Красное, сильно припудренное лицо Луизы покраснело еще гуще. Она дала мне совсем ненужную раковину и тихонько, извиняющимся голосом сказала:
— Шкаф остался от покойной мамаши. Это — память, Andenken. Ну, повтори: Andenken!
Я повторил «антикан», повертел раковину и положил ее на стол. В сердце моем была жестокая обида. С этих пор отношение мое к сестрам Таубе резко определилось. Вильгельмину я ненавидел, но уважал; шелест ее негнущегося черного платья, пахнувшего чем-то вроде осенних листьев и пригорелого масла, внушал мне ужас. От Луизы я отмахивался, как от мухи, дерзил ей, ни капельки не боялся и бежал к ней со всеми моими маленькими огорчениями. Как-то вошло в логику вещей, чтоб Луиза помогала мне и утешала меня, не возбуждая за это ровно никакой благодарности в моем сердце. Каждый вечер, когда я засыпал на диване, за ситцевой ширмой, ограждавшей от меня ложе сестер Таубе, я видел угол стеклянного шкафа и мечтал о таинственном индусе, читавшем индусскую книгу. Я тосковал по нем во время уроков и рисовал бесчисленные его изображения к великому удовольствию и зависти моих товарищей.
Однажды после обеда, когда мы гуляли в цветнике…»
— Стоп! — сказал профессор, вставая и кладя руку па плечо дочери. — Вы меня извините, отец Леонид, если я прерву чтение до вечера. Нужно послать бедного Валерьяна Николаевича проветриться, а нам с ним, — он указал головой на меня, — идти к больным.
Батюшка ничего не имел против. После поминальных блинов его клонило ко сну. Он вызвал Залихвастого, подозрительно скоро выскочившего из-за дверей, и проследовал в кабинет профессора на отдых. А мы пошли в санаторию, где застали все в полном порядке, за исключением Ястребцова, готовившегося к отъезду.

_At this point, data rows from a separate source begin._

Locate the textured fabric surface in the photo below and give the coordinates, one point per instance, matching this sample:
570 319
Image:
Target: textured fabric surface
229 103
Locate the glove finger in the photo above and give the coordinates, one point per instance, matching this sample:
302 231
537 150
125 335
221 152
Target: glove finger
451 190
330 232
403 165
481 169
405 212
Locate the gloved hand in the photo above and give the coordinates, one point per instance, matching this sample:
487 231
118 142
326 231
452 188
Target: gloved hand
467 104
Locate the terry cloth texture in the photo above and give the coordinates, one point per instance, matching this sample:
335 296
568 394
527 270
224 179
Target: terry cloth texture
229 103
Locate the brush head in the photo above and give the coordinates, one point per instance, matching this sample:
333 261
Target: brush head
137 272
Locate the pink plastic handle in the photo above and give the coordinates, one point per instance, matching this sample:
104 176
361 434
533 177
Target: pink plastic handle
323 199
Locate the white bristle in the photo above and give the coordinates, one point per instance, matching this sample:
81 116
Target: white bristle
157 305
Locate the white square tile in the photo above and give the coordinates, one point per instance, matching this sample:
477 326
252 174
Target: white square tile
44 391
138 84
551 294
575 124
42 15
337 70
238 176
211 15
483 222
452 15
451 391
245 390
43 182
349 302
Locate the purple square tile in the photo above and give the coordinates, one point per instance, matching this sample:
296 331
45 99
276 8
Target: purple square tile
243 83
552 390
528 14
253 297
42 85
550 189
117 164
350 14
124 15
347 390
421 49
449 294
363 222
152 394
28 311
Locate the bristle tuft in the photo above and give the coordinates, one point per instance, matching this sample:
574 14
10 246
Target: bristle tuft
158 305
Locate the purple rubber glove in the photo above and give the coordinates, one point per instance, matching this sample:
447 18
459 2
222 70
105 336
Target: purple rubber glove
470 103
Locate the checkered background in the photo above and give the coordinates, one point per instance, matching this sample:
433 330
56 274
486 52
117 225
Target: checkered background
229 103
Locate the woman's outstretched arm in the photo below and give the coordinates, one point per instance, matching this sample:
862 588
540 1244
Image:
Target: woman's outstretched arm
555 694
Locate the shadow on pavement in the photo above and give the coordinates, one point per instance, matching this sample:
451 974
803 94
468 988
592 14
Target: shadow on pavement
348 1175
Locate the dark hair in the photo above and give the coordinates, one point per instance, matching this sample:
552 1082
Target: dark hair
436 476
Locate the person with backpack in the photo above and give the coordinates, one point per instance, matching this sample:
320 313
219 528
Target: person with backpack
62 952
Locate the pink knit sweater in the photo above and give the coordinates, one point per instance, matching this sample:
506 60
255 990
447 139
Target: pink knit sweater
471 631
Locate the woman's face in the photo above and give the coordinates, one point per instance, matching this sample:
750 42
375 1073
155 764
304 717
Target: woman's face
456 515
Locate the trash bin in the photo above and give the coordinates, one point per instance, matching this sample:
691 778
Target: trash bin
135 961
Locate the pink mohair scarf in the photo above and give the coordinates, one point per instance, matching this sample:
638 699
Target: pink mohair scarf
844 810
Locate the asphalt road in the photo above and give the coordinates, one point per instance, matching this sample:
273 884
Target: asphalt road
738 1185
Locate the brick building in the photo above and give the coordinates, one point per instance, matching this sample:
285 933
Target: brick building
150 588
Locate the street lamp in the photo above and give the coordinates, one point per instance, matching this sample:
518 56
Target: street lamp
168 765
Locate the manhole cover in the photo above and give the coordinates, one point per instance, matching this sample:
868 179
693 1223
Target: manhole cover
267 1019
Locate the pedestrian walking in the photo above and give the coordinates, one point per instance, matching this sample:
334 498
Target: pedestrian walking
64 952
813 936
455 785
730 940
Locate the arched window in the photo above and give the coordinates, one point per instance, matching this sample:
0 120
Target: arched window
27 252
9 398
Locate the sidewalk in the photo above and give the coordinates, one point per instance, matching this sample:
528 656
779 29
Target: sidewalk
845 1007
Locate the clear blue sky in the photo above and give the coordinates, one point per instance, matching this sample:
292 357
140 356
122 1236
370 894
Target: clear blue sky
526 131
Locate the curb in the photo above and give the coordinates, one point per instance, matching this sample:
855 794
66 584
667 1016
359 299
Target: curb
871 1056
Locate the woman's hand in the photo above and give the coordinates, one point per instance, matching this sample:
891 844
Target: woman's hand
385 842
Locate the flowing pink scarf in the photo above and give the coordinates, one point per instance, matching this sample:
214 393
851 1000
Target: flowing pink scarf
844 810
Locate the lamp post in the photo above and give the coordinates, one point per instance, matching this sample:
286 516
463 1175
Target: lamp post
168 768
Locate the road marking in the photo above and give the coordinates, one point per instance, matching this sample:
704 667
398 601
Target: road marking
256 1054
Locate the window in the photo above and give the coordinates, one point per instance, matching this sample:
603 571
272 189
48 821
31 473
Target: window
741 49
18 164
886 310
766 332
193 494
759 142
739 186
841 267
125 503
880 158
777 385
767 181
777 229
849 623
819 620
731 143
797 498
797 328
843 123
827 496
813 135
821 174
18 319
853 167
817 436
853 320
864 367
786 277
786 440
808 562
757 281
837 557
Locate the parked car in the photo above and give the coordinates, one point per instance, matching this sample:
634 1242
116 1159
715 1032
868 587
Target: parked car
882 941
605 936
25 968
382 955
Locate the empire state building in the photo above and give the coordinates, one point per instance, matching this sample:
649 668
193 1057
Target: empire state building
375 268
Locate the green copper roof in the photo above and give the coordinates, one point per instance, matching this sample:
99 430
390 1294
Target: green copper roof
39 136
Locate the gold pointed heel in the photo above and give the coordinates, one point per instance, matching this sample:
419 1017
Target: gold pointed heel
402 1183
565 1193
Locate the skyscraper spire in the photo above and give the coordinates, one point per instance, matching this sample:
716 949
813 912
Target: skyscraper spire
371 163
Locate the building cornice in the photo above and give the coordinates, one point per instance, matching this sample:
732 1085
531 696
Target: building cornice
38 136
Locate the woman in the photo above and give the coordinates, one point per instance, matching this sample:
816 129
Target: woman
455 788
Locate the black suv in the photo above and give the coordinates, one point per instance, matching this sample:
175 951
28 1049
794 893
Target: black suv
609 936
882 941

Он сидел в своей комнате и, как передал нам фельдшер, укладывал сундук.
Глава тринадцатая
(ПРОДОЛЖЕНИЕ)
Только поздно вечером мы снова сошлись в столовой Карла Францевича. Маро с видимым интересом достала рукопись и, подперев обеими руками голову, стала читать.
«Однажды после обеда, когда мы гуляли в цветнике, мой сверстник, Юра, спросил меня:
— А знаешь ли ты, что у Минки на поясе?
— Нет.
— То-то! Ключ у нее на поясе от твоего индуса.
Я помолчал, соображая, что из этого следует. А Юра глядел на меня и хихикал.